昨日の余韻もすっかり消えて、獣人地区にはいつもの静寂とも、陰気臭さともいう絶妙な空気が漂って…。


「ここにゃ、そんな奴はいにゃいと言うておろうが! そもそも、獣人街ここを訪れるヒュームにゃど、この街にゃおらん事は、ソチらの方が知っておるにゃろ!」


「黙れ! 亀の癖にニャーニャーうるさいぞ!!」


「にゃんじゃと!! 群れにゃければ何も出来ん臆病にゃ種族がワレににゃんと言ったにょじゃ!!?」


獣人街に早朝から響き渡る罵詈雑言でキバは目覚めた。

昨日までの疲れが溜まっているのか、身体が重い。固まった体を軽くほぐしながら、外に出て騒ぎの原因を見に行くキバ。
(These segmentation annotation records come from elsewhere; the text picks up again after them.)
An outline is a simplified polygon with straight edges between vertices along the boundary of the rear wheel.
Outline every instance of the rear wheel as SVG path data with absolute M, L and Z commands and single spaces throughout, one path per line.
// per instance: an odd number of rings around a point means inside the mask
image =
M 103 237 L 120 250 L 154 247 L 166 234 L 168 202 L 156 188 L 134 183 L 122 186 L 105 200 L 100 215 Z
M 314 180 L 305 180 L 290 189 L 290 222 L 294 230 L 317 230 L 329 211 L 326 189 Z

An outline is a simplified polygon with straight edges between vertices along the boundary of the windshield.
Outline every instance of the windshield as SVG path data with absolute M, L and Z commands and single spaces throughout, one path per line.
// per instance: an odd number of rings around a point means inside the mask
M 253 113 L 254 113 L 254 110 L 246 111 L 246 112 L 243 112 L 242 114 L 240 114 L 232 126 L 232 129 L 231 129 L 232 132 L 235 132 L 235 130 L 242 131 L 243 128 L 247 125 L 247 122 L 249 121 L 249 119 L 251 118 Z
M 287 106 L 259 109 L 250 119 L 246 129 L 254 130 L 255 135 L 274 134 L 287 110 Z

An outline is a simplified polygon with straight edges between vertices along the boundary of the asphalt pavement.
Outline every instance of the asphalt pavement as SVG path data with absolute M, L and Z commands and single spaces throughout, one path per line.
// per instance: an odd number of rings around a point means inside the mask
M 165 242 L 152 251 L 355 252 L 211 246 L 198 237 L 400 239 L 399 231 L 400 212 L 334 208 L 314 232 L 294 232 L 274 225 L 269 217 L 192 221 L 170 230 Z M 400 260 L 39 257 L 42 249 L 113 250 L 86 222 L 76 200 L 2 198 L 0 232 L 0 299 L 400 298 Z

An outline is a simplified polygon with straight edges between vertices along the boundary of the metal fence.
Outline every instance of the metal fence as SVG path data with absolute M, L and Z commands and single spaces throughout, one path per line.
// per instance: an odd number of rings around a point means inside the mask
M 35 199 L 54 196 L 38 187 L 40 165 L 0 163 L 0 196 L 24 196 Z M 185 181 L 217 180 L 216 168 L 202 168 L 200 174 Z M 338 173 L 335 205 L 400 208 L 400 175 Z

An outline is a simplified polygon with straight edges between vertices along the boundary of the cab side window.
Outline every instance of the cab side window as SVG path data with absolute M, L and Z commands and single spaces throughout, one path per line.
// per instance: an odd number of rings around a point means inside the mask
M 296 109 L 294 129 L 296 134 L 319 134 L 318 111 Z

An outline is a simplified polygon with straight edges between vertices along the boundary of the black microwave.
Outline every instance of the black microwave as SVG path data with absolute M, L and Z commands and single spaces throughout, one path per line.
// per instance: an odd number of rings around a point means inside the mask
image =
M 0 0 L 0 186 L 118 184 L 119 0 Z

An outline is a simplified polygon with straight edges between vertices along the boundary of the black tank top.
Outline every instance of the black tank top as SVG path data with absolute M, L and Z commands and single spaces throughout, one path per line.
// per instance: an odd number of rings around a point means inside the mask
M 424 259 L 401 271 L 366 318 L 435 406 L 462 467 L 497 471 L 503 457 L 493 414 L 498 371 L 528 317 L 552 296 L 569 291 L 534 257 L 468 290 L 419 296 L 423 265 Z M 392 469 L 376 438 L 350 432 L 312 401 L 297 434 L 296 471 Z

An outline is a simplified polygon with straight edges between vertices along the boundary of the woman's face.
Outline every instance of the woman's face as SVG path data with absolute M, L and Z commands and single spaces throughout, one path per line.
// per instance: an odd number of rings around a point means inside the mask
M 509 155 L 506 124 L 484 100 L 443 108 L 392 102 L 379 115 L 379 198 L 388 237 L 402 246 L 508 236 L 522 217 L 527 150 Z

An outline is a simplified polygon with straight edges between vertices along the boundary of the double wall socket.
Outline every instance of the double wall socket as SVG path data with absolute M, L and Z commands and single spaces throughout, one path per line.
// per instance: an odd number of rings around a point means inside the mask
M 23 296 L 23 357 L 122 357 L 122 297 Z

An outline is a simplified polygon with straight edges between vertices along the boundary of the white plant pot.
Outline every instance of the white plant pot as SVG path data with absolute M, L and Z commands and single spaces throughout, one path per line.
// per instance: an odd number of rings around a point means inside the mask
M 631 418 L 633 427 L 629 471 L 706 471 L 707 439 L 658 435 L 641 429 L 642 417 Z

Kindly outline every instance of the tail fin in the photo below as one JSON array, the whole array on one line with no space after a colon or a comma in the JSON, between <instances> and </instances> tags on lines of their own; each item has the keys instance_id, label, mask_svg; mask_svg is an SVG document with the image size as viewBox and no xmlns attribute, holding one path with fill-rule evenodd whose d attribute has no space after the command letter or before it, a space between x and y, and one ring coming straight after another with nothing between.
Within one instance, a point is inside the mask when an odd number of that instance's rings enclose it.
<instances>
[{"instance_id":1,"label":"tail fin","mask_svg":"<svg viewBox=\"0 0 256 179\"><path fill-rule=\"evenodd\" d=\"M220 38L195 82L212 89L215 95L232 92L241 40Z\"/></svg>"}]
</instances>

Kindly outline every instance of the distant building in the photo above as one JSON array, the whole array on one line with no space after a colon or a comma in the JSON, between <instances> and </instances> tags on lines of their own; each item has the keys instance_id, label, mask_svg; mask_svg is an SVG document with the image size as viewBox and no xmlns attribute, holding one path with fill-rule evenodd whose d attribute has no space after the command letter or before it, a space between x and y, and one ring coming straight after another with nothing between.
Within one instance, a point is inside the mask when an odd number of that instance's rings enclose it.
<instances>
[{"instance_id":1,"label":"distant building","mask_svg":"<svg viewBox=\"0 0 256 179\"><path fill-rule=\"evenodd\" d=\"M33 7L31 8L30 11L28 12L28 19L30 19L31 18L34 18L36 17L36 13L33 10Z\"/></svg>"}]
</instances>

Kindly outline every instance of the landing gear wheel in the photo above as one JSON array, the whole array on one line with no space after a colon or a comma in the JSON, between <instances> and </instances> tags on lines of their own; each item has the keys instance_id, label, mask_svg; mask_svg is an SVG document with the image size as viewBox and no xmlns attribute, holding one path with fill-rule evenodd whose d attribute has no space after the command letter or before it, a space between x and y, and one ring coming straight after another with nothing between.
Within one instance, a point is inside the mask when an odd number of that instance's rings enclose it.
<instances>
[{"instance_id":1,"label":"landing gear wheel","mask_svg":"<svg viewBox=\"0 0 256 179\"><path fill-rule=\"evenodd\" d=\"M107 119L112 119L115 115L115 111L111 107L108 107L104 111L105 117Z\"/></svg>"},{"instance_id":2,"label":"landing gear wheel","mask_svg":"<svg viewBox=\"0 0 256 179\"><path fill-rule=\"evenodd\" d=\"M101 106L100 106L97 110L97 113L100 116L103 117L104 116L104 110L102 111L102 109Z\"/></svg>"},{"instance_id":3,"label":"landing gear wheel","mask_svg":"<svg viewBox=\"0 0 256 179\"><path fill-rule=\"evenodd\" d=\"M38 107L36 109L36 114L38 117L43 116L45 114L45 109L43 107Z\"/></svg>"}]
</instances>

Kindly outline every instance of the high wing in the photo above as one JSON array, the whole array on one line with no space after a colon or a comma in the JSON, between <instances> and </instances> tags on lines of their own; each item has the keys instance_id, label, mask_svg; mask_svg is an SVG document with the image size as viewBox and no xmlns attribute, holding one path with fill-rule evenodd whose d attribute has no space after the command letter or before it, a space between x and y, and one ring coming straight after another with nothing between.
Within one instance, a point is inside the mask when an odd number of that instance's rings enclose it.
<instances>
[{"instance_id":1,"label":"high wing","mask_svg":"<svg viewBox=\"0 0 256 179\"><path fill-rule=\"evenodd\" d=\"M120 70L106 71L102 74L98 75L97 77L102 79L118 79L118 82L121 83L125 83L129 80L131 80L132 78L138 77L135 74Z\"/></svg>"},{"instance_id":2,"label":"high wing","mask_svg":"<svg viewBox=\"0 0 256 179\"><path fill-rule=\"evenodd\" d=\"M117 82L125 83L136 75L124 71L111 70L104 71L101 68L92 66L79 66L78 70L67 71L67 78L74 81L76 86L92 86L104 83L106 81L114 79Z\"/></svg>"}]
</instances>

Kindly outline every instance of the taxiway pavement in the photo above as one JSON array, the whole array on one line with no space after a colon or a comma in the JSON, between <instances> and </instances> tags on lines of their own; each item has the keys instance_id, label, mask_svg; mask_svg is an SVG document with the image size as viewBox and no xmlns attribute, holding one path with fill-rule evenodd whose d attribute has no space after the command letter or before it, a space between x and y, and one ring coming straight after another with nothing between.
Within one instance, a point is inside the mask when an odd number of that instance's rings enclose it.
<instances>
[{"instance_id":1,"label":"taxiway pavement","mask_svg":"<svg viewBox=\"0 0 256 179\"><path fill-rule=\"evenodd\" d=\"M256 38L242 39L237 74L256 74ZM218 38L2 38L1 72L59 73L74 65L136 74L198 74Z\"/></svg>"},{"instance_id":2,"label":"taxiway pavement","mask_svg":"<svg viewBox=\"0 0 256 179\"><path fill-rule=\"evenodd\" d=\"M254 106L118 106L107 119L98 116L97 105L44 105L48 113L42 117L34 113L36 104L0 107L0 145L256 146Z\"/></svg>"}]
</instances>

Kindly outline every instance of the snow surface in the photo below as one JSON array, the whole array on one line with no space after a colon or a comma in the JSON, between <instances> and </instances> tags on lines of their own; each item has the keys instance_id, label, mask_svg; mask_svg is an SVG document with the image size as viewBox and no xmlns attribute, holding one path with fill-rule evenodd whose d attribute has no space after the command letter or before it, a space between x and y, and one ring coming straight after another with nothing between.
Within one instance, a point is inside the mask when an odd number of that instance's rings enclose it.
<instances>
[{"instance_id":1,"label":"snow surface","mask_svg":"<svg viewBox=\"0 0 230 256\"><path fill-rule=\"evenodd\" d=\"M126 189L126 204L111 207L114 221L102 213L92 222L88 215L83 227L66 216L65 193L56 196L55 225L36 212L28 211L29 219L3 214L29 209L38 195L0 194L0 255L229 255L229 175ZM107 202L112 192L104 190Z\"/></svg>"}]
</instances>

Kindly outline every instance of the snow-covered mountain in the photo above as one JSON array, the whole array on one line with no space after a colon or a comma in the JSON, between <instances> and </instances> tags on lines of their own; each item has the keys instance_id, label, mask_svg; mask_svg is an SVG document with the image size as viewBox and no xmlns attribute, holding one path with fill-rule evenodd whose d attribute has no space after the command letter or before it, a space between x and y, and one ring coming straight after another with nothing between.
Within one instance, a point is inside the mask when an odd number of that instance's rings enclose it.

「ええい、さっさと教えろ! このまま全員しょっ引いてやっても良いんだぞ!?」


人集りの中心には、獣人街には珍しく、街の衛兵が四人来ていた。どうやら誰かを探している様子なのだが、話しをしているうちに口論に発展したようだ。獣人とヒュームの言い争いなど珍しくも何ともないため、キバは欠伸をしながら家の中に戻っていく。


「この獣人街にヒュームの男が潜伏しているはずだ! 容貌は十代半ばから二十代前半、ひょろ長い印象で、糸のような細目が特徴の男だ! その格好から職業は戦士で、方言からは北の大地出身だと考えられる。この中でその人物を知っている者はいないかっ!? いたら名乗り出て欲しい!!」


おそらくこの衛兵達のリーダーなのだろう、老婆と言い争いをしていた大柄な衛兵とは別の、顔に傷のある衛兵が、毅然たる態度で獣人族に情報提供を募っている。

その言葉が耳に入ったキバは歩みを止める。どうやらもう少し様子を見なければならないようだ。


「ヒュームがここにいるわけねぇって、タケ婆が言ってるだろ!? 用事は済んだんだ、帰れよ!」


四人の衛兵達は困惑していた。いつもならばこの地区は死にかけた獣人が転がっているだけで、嫌われ者のヒュームであっも、盗人行為にさえ気を付けていれば騒ぎに合うこともあまりない。

付け加えれば、ここで衛兵が人探しをする時、僅かでも報奨金をチラつかせればデマも含めて大量の情報提供があるはずだった。またそれ故、ヒュームであっても衛兵に危害を加える獣人族は滅多におらず、ましてや今にも襲いかかって来そうな集団に囲まれる筈がないのだ。


その筈なのに…。


「そいつが何をしたのかなんて知らねぇが、ここにはいねぇよ! さっさと帰れ!!」


「ソチらに用のある同胞などおらぬのじゃ! けーれ!!」


「「そうだ! 帰れ!! 帰れ!!」」


おかしい。

衛兵達が到着した頃には、いつもとさほど変わらぬ様子であったのに、捜索対象の特徴を伝えた途端に殺気立った男衆に囲まれたのだ。ーー何故か戦えそうもない年寄り亀がその先頭に立っているのだがーーしかも、いつものように衰弱して倒れこんでいると思い込んでいた者達は、早朝故にただ寝ていただけで、死にかけの獣民が存在しなくなってしまったのだから、混乱は増す。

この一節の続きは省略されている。